The authors tackled the problem of slow and resolution-limited cortical surface reconstruction from MRI by proposing DeepCSR, a 3D deep learning framework that uses hypercolumn features and implicit surface representations, resulting in faster and more precise reconstructions compared to FreeSurfer and FastSurfer.

The study of neurodegenerative diseases relies on the reconstruction and analysis of the brain cortex from magnetic resonance imaging (MRI).
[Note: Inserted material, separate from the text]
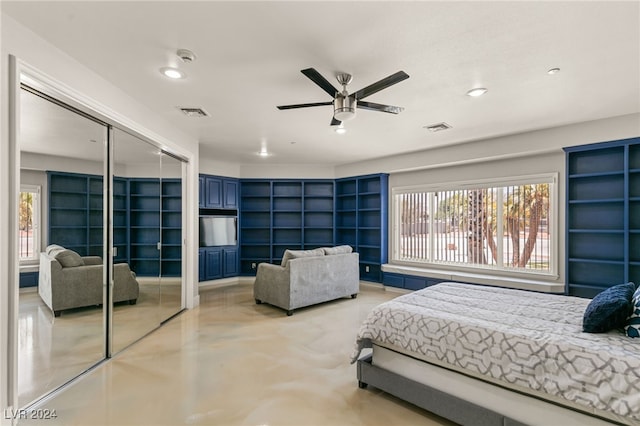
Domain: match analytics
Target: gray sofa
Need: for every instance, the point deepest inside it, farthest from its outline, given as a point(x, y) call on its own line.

Traditional frameworks for this task like FreeSurfer demand lengthy runtimes, while its accelerated variant FastSurfer still relies on a voxel-wise segmentation which is limited by its resolution to capture narrow continuous objects as cortical surfaces. Having these limitations in mind, we propose DeepCSR, a 3D deep learning framework for cortical surface reconstruction from MRI. Towards this end, we train a neural network model with hypercolumn features to predict implicit surface representations for points in a brain template space. After training, the cortical surface at a desired level of detail is obtained by evaluating surface representations at specific coordinates, and subsequently applying a topology correction algorithm and an isosurface extraction method. Thanks to the continuous nature of this approach and the efficacy of its hypercolumn features scheme, DeepCSR efficiently reconstructs cortical surfaces at high resolution capturing fine details in the cortical folding. Moreover, DeepCSR is as accurate, more precise, and faster than the widely used FreeSurfer toolbox and its deep learning powered variant FastSurfer on reconstructing cortical surfaces from MRI which should facilitate large-scale medical studies and new healthcare applications.